To be more concrete, let's take the example of a person of a culture. We often insist nowadays on cultural identity, for instance national identity, linguistic identity and so on and so forth and sometimes the struggles under the banner of cultural identity, national identity, linguistic identity are noble fights, but at the same time if the people who fight for their identity don't pay attention that the identity is not the self-identity of a thing - a glass for instance, or this microphone - but implies a difference within the identity, that is, the identity of a culture is a way of being different from itself... a culture is different from itself, a language is different from itself, a person is different from itself; once you take into account this inner and other difference, then you refer, you pay attention to the other and you understand that fighting for your own identity is not exclusive of another identity, it is open to the identity of the other and it prevents totalitarianism, nationalism, ethnocentrism and so on and so forth.
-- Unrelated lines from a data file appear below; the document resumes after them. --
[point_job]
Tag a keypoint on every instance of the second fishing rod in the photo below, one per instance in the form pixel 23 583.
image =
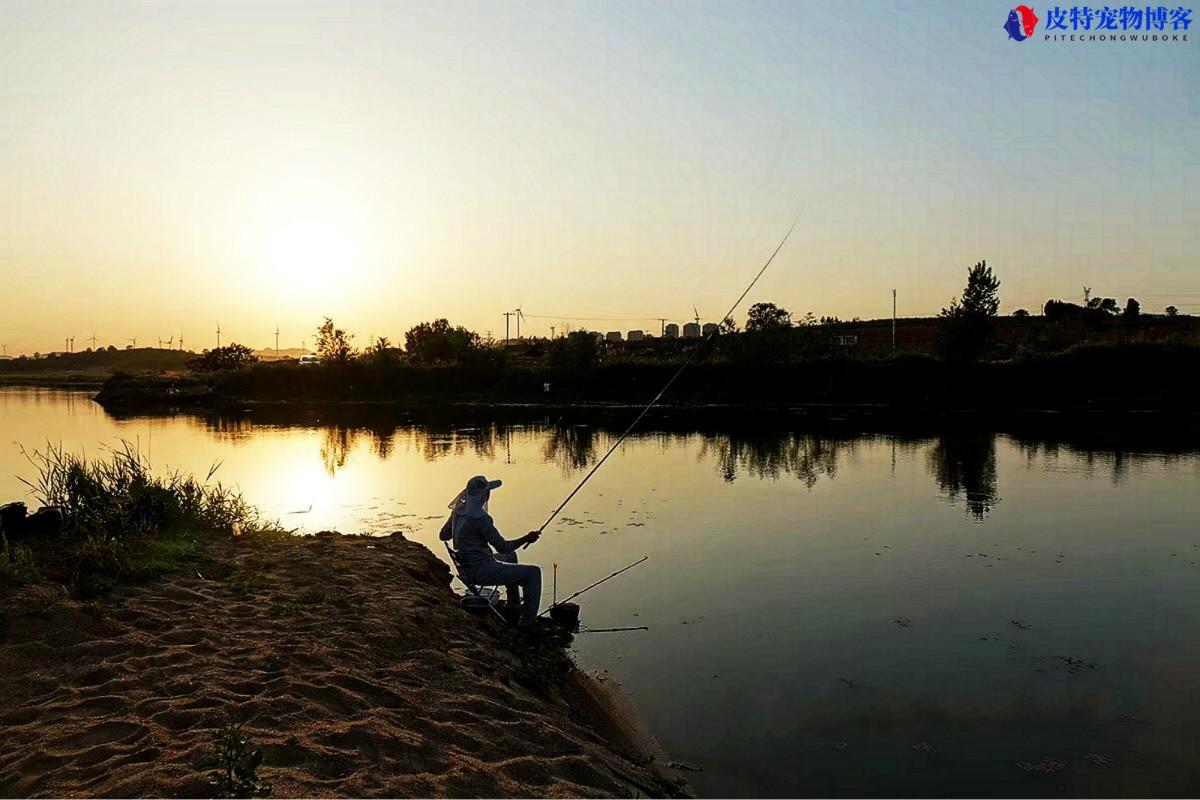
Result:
pixel 646 410
pixel 667 385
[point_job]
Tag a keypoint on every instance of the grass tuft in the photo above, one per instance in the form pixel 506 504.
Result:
pixel 123 522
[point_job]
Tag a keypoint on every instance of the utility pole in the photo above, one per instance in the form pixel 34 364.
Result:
pixel 893 319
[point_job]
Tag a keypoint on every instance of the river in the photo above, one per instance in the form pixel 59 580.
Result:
pixel 831 612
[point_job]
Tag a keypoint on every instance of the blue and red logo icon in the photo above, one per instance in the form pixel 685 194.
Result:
pixel 1021 22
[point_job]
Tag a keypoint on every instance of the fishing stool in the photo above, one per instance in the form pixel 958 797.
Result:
pixel 478 599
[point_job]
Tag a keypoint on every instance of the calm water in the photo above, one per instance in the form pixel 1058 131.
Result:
pixel 960 613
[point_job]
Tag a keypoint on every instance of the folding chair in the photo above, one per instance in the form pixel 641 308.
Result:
pixel 477 596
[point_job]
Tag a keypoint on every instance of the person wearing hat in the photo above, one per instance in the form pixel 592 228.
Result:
pixel 475 536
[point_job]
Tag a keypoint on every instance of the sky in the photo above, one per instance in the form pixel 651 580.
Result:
pixel 168 167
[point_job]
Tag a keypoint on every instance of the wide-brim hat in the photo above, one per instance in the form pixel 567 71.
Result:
pixel 472 501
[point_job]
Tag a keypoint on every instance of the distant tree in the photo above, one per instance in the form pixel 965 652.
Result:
pixel 382 352
pixel 231 356
pixel 576 352
pixel 767 317
pixel 437 341
pixel 967 324
pixel 333 343
pixel 1059 310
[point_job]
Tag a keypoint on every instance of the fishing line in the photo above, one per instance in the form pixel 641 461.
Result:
pixel 593 585
pixel 691 358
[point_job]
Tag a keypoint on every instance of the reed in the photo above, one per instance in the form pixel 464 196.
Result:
pixel 121 521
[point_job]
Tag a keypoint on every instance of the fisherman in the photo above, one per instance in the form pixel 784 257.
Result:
pixel 474 536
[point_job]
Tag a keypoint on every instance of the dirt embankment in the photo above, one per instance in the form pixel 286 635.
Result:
pixel 348 660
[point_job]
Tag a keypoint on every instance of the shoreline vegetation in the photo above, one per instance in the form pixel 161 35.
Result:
pixel 1133 377
pixel 157 638
pixel 1069 358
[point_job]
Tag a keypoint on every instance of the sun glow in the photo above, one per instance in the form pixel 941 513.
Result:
pixel 310 254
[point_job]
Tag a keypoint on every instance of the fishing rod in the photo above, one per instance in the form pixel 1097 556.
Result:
pixel 593 585
pixel 646 410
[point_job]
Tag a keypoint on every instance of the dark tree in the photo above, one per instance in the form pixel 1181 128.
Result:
pixel 767 317
pixel 967 324
pixel 576 352
pixel 333 343
pixel 231 356
pixel 1059 310
pixel 437 341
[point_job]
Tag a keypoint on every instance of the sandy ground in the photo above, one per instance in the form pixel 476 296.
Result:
pixel 351 663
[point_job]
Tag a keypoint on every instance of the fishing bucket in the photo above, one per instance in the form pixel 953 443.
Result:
pixel 565 614
pixel 481 602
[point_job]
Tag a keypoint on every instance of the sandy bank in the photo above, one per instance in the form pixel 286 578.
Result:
pixel 349 661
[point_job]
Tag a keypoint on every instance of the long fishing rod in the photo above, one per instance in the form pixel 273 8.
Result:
pixel 663 391
pixel 593 585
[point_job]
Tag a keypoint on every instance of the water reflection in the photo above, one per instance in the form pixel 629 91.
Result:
pixel 804 456
pixel 964 464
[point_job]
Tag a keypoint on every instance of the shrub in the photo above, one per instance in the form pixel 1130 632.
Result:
pixel 120 521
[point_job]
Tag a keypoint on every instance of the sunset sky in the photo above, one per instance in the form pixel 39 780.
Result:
pixel 165 166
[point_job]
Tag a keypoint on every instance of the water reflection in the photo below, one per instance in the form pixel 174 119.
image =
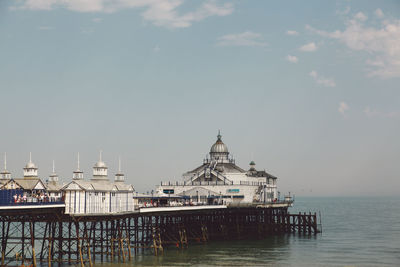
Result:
pixel 269 251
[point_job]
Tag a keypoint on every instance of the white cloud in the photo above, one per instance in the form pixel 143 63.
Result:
pixel 241 39
pixel 360 16
pixel 327 82
pixel 159 12
pixel 370 113
pixel 382 44
pixel 97 20
pixel 289 32
pixel 292 59
pixel 343 107
pixel 310 47
pixel 379 13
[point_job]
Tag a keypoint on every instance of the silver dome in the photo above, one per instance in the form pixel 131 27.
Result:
pixel 219 146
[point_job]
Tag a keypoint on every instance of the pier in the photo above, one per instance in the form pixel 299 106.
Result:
pixel 46 235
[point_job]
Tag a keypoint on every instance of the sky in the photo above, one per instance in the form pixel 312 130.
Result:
pixel 308 90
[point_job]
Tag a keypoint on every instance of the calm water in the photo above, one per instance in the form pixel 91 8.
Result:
pixel 356 232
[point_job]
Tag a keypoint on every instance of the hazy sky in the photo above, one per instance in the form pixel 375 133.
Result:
pixel 308 90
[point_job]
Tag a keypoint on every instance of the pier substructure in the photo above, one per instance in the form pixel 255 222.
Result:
pixel 30 237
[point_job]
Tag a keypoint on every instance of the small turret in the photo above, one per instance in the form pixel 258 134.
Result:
pixel 78 174
pixel 5 174
pixel 119 176
pixel 252 166
pixel 53 177
pixel 100 170
pixel 30 170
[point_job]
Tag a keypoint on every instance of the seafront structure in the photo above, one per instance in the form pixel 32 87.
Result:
pixel 219 179
pixel 99 195
pixel 96 220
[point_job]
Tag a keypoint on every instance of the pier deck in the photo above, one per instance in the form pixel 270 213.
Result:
pixel 48 235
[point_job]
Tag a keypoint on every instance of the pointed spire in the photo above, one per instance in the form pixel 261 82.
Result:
pixel 78 162
pixel 119 176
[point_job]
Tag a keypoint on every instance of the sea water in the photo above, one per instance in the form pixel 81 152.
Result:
pixel 356 231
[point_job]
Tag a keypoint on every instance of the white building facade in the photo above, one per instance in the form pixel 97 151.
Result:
pixel 99 195
pixel 219 179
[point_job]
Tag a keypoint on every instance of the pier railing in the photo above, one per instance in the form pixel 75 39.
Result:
pixel 44 237
pixel 188 183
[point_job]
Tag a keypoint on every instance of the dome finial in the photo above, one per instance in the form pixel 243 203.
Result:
pixel 119 164
pixel 78 162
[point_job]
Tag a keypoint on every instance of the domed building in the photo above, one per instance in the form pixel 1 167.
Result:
pixel 98 195
pixel 219 179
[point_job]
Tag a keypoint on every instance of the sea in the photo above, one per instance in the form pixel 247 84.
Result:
pixel 356 231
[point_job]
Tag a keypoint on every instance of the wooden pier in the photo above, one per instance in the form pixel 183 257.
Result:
pixel 48 236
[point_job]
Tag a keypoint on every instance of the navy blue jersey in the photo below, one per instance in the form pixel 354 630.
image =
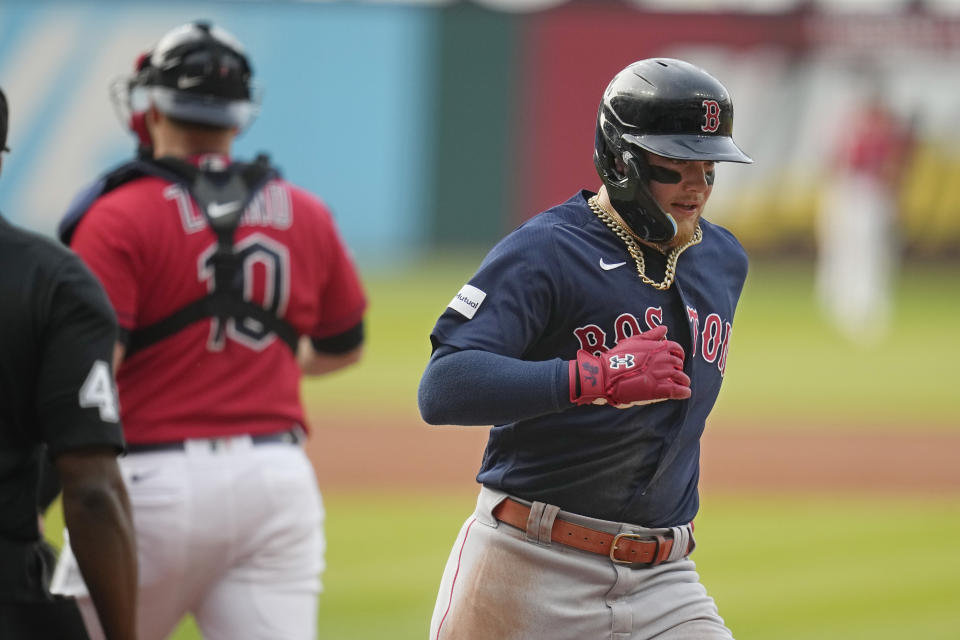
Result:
pixel 561 282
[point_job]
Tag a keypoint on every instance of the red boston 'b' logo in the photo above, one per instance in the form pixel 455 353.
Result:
pixel 711 116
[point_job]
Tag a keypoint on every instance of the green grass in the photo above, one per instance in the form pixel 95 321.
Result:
pixel 787 367
pixel 790 568
pixel 841 568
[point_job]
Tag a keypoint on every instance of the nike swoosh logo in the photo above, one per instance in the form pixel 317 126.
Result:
pixel 606 266
pixel 140 477
pixel 217 209
pixel 186 82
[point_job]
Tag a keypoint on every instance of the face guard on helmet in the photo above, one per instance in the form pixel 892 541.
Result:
pixel 670 108
pixel 197 73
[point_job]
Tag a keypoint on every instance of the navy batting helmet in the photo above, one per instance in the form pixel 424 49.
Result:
pixel 196 73
pixel 668 107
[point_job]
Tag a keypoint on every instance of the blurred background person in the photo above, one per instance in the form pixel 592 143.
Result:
pixel 57 399
pixel 229 284
pixel 857 229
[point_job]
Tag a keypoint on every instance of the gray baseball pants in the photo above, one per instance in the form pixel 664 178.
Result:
pixel 505 583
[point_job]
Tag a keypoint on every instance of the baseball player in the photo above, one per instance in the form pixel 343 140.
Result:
pixel 228 283
pixel 594 337
pixel 57 398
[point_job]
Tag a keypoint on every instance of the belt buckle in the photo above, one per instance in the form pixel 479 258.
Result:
pixel 638 537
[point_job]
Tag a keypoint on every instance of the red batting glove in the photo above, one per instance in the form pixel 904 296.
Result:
pixel 641 369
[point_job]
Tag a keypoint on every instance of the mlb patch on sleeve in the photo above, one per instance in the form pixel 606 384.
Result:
pixel 468 300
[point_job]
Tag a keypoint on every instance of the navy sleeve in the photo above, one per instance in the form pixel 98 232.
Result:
pixel 507 304
pixel 479 388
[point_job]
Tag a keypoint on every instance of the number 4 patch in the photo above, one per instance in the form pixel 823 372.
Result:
pixel 98 391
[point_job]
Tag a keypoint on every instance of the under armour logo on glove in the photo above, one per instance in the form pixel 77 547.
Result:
pixel 641 369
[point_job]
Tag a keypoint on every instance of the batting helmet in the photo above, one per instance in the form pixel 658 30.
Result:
pixel 196 73
pixel 670 108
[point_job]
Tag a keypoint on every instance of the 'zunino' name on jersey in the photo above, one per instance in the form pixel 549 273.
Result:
pixel 270 207
pixel 713 339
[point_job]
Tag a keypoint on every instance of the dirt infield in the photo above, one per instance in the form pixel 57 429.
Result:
pixel 412 455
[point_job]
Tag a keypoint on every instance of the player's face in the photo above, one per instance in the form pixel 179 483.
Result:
pixel 685 199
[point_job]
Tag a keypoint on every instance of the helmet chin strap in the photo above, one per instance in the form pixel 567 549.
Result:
pixel 636 205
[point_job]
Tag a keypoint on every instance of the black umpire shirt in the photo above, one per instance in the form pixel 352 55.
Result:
pixel 57 334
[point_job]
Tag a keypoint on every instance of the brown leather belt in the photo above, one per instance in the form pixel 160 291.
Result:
pixel 636 549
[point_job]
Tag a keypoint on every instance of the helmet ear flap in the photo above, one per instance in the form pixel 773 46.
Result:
pixel 138 125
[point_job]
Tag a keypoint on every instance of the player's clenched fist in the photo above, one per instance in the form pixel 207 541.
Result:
pixel 641 369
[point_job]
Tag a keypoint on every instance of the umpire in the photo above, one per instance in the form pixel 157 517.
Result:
pixel 57 396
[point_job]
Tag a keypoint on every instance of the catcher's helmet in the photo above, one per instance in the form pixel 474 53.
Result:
pixel 668 107
pixel 196 73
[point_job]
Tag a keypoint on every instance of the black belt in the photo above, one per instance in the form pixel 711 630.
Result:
pixel 291 436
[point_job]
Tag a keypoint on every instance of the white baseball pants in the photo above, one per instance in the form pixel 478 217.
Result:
pixel 229 531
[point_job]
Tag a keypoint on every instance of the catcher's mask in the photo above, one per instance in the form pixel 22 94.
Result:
pixel 4 121
pixel 196 73
pixel 670 108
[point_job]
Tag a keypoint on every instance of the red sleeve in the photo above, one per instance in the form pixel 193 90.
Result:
pixel 342 300
pixel 106 243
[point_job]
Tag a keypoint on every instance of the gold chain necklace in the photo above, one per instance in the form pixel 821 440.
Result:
pixel 629 238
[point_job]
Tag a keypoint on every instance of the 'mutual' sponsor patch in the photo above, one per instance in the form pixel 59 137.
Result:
pixel 468 300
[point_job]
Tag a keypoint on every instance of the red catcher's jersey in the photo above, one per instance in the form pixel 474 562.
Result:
pixel 150 246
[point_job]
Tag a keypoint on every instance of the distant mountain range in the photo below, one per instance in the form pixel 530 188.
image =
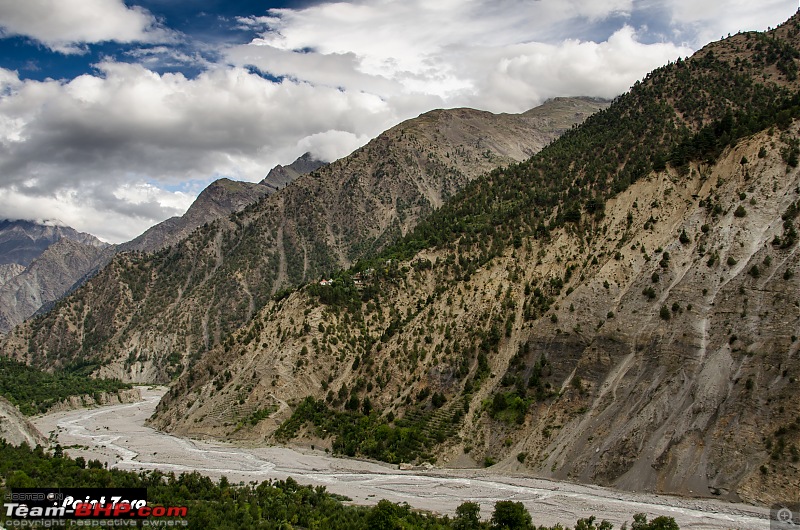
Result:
pixel 167 309
pixel 40 263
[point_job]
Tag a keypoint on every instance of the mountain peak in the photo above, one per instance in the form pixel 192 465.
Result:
pixel 280 176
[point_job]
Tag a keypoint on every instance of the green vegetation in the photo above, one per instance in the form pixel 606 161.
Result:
pixel 35 391
pixel 407 439
pixel 269 505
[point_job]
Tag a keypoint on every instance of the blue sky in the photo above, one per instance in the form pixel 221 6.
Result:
pixel 115 114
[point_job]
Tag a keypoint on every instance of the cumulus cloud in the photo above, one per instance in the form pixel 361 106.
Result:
pixel 702 22
pixel 74 149
pixel 500 56
pixel 65 25
pixel 110 152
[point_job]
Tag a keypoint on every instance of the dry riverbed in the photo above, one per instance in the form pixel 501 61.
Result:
pixel 116 434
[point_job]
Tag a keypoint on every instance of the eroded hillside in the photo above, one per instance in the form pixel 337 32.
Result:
pixel 652 356
pixel 146 317
pixel 620 309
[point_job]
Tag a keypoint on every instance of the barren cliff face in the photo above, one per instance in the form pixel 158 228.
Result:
pixel 146 318
pixel 664 361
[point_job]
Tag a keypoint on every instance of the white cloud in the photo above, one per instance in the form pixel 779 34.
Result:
pixel 110 145
pixel 500 56
pixel 64 25
pixel 105 151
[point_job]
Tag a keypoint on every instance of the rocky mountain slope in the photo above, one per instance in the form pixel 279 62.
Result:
pixel 39 264
pixel 47 278
pixel 621 309
pixel 144 318
pixel 281 176
pixel 220 199
pixel 23 241
pixel 16 429
pixel 69 258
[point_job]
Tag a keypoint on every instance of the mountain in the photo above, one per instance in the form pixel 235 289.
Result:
pixel 39 263
pixel 16 429
pixel 221 198
pixel 46 279
pixel 280 176
pixel 620 309
pixel 23 241
pixel 68 258
pixel 146 317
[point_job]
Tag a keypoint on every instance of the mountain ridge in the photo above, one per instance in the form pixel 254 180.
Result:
pixel 167 309
pixel 620 309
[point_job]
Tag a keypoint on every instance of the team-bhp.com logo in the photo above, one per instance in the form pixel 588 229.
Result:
pixel 120 504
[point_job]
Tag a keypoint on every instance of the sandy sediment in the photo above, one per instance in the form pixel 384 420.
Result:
pixel 117 435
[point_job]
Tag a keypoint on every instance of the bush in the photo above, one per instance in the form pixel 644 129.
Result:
pixel 510 515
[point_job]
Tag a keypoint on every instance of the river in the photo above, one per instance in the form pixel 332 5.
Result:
pixel 117 435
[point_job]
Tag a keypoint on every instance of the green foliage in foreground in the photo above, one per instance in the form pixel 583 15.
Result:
pixel 35 391
pixel 282 504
That is what I tried to demonstrate in a book called The Other Heading, that the identity in the case of cultures, persons, nations, languages is a set different item, it is identity as différance from itself, that is, within an opening within itself, a gap within itself. That's not only a fact, a structure, but it's a duty, it's an ethical and political duty to take into account this impossibility of unifying, of being one with oneself. It is because I am not one with myself that I can speak for the other, that I can address the other, which is not a way of avoiding responsibility; on the contrary, it is the only way for me to take responsibility and to make decisions... [One] recurrent critique of deconstructive questions has to do with the privilege Heidegger grants to what he calls, for example, this gathering; gathering is always more powerful than dissociation. I would say exactly the opposite. Once you grant some privilege to gathering and not to dissociating then you leave no room for the other, for the radical otherness of the other, for the radical similarity of the other. I think that separation, dissociation is not an obstacle to society or to community, it is the condition.

This dissociation, the separation is the condition of my relation to the other. I can address the other only to the extent that there is a separation, there is a dissociation, that the other is not the other, that I cannot replace the other and vice versa. That's what some French-speaking philosophers such as Blanchot and Levinas call the rapport sans rapport, relationless relation... that's the structure of my relation to the other; it's a relation without relation - it's a relation in which the other remains absolutely transcendent. I can't reach the other, I cannot know the other from the inside. That is not an obstacle, that is the condition of love, of friendship - of war too - it's a condition of the relation to the other. This dissociation is the condition of community, the condition of any unity as such. So a state - to come back to the state - a state in which there will be only 'unum' will be a terrible catastrophe, and we have unfortunately had a number of such experiences. So a state without 'pluribus', without plurality and the respect for plurality, would be first either a totalitarian state... it's a terrible thing, it doesn't work, we know that it doesn't work, it's a terrible thing and doesn't work; and finally it wouldn't even be a state, it would be like... a what... a stone, if you like, a rock. So a state as such must be attentive as much as possible to the plurality... of what... of people, languages, cultures, ethnic groups, persons and so on and so forth, and that's the condition for a state.